The key findings for the project are summarized as follow:

  • Poverty alleviation in national development planning and forest management objectives.
    Forestry policies articulate the recognition of the role of the forestry sector in alleviating poverty, particularly rural poverty. There is a need to investigate further the extent of support and priority placed on poverty alleviation as a forest management objective in relation to other demands on forests and development goals affecting forests. At the same time, it is acknowledged that forestry alone will not solve rural poverty. Forestry-based poverty alleviation strategies should be integrated in rural development programs;
  • Making community forestry work for the poor.
    Forests are the primary resource bases that provide for basic needs and livelihoods of the poor. Tenure and access rights reform in forest lands, with the efforts toward decentralization in forest management, is the main focus of community forestry (CF) programs of governments and other partners to increase access of the poor to forest resources. While the aims, approaches, level of security and the scope of rights differ, CF allows a level of distribution of forest land and resources to the poor and provides opportunities to participate in forest management.
  • Making commercial and industrial forestry work for the poor.
    Direct and indirect benefits for the poor from commercial and industrial forestry are through cash transfers (royalties) to forest owners or affected communities, jobs, infrastructure development, and delivery of basic services, especially in rural areas where these are not met by the governments. However, while large-scale forestry activities earn huge revenues for governments and private companies, the profits rarely reach the poor. The conversion of natural forests into plantations often leads to the permanent loss of sources for non-wood forest products (NWFPs). Mechanized operations in large-scale operations create limited job opportunities and the demand for technical skills precludes the employment of poor community members.
  • Making payments for environmental services and carbon payments work for the poor.
    Some of the economies initiated payment schemes for environmental services related to water supply, hydropower generation, and eco-tourism, are encountering critical challenges. Markets and policy support for environmental services still need to be developed. Questions and concerns regarding REDD+ still remain in relation to appropriate valuation, addressing flawed land use policies, the measurement, reporting, and verification and monitoring, the inclusion of traditional forest uses by indigenous communities, apart from the general question of forest ownership and how the benefits will reach the poor in these forest communities.

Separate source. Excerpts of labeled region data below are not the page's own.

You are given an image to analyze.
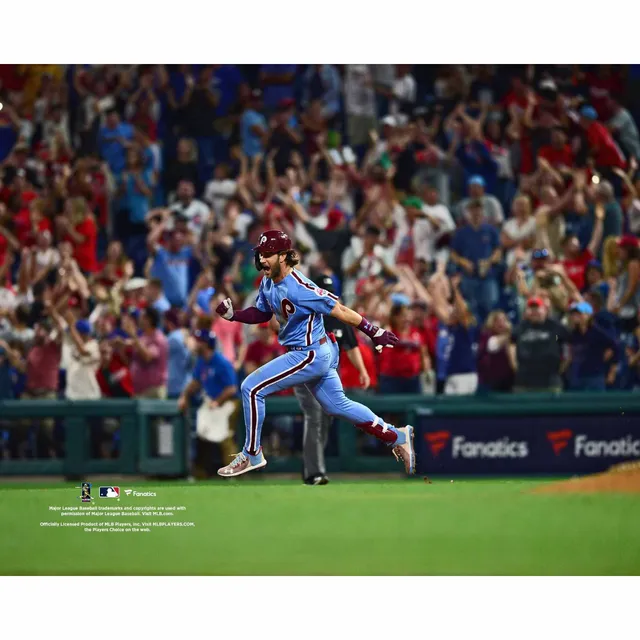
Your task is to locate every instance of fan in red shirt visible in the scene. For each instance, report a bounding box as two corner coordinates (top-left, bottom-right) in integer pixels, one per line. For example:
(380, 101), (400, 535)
(586, 64), (624, 120)
(56, 198), (98, 273)
(13, 199), (53, 247)
(502, 76), (535, 175)
(560, 206), (604, 291)
(580, 105), (626, 170)
(538, 127), (573, 171)
(96, 240), (133, 287)
(411, 300), (438, 362)
(379, 304), (430, 394)
(96, 340), (133, 398)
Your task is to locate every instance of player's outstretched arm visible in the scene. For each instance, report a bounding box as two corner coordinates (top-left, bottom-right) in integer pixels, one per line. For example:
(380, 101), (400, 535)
(216, 298), (273, 324)
(331, 302), (398, 351)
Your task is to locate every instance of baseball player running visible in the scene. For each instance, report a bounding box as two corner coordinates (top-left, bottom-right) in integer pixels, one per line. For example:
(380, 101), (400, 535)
(216, 230), (415, 478)
(293, 274), (371, 485)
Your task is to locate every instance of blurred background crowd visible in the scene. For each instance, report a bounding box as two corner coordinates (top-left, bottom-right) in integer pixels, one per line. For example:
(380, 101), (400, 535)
(0, 65), (640, 456)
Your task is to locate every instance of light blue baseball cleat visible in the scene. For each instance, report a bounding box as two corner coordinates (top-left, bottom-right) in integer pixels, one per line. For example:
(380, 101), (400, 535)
(218, 447), (267, 478)
(391, 424), (416, 475)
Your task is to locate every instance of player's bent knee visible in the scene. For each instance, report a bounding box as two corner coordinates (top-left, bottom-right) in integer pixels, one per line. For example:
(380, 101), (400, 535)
(240, 376), (255, 396)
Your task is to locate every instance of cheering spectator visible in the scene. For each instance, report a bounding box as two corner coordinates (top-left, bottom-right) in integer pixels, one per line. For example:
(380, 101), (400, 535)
(344, 64), (384, 157)
(182, 65), (218, 184)
(244, 322), (284, 375)
(478, 311), (515, 392)
(178, 330), (238, 476)
(580, 105), (625, 177)
(500, 196), (536, 267)
(164, 309), (193, 399)
(98, 109), (133, 175)
(451, 200), (502, 321)
(147, 210), (194, 307)
(457, 176), (504, 226)
(430, 274), (478, 395)
(607, 236), (640, 334)
(240, 89), (269, 159)
(379, 304), (431, 394)
(538, 127), (574, 176)
(209, 292), (247, 371)
(560, 205), (605, 291)
(96, 340), (134, 398)
(342, 226), (396, 302)
(56, 198), (98, 274)
(607, 98), (640, 160)
(511, 297), (570, 393)
(146, 278), (171, 314)
(204, 163), (238, 220)
(122, 307), (169, 400)
(19, 318), (62, 458)
(167, 180), (211, 238)
(162, 138), (199, 201)
(568, 302), (618, 391)
(51, 307), (101, 400)
(302, 64), (340, 120)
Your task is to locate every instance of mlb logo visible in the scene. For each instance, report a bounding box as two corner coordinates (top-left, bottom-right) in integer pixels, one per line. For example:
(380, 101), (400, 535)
(78, 482), (92, 502)
(100, 487), (120, 498)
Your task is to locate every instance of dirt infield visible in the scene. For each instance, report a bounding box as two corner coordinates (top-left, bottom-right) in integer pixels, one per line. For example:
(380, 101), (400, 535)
(534, 461), (640, 493)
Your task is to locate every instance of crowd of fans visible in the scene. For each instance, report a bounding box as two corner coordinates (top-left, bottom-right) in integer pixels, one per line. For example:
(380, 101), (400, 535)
(0, 65), (640, 455)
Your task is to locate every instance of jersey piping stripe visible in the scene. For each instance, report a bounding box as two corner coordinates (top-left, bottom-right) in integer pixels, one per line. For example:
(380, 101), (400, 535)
(291, 271), (339, 300)
(249, 351), (316, 455)
(306, 313), (316, 347)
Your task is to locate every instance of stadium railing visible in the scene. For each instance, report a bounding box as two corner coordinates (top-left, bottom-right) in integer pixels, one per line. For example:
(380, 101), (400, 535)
(0, 392), (640, 478)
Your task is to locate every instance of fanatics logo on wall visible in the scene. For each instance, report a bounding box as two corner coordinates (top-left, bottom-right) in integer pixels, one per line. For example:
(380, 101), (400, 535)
(547, 429), (573, 456)
(100, 487), (120, 498)
(76, 482), (93, 502)
(424, 431), (451, 458)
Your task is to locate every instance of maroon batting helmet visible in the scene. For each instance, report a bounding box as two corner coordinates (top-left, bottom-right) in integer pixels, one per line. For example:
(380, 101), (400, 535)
(253, 229), (291, 254)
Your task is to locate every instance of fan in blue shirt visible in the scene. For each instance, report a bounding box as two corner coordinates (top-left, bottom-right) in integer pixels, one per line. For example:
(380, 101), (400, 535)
(451, 200), (502, 323)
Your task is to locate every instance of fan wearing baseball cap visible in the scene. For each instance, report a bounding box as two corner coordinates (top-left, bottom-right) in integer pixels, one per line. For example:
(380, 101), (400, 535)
(611, 235), (640, 333)
(178, 329), (239, 476)
(568, 301), (619, 391)
(511, 296), (570, 392)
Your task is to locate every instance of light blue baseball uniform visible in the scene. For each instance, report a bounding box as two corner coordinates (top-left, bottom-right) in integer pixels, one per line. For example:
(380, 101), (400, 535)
(242, 269), (404, 456)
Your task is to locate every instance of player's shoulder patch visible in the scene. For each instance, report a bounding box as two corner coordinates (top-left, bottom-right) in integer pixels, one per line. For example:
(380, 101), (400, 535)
(291, 269), (338, 300)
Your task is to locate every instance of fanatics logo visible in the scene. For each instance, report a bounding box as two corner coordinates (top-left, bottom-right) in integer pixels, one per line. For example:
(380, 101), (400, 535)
(547, 429), (573, 456)
(424, 431), (451, 458)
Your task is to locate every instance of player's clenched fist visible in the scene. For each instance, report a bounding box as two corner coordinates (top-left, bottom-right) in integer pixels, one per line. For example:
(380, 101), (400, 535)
(216, 298), (233, 320)
(371, 327), (398, 351)
(358, 318), (399, 351)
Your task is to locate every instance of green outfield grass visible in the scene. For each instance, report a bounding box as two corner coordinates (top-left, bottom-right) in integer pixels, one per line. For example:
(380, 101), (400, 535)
(0, 476), (640, 575)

In order to increase the contribution of forestry to poverty alleviation in the future, some priorities are also identified from this project for the policy makers of APEC economies to ponder on:

  1. Allocating clear and secure forest tenure and forest management rights to households or communities, which are appropriate to local contexts, to guarantee that the poor will benefit from their efforts and inputs in managing and developing the forests;
  2. Simplifying regulations on harvesting and marketing timber and non-wood forest products;
  3. Building the capacity of people and communities to develop the various skills they need to sustainably manage their forests, develop their livelihoods, and effectively pull themselves out of poverty;
  4. Promoting investments for community-based enterprises and small and medium enterprises;
  5. Ensuring equitable sharing of benefits from forests, particularly for the poorest of the poor and disadvantaged groups, such as women and ethnic minorities;
  6. Strengthening government support, such as through increased budget allocation and staff support, for community forestry;
  7. Integrating community forestry within broader rural development programs.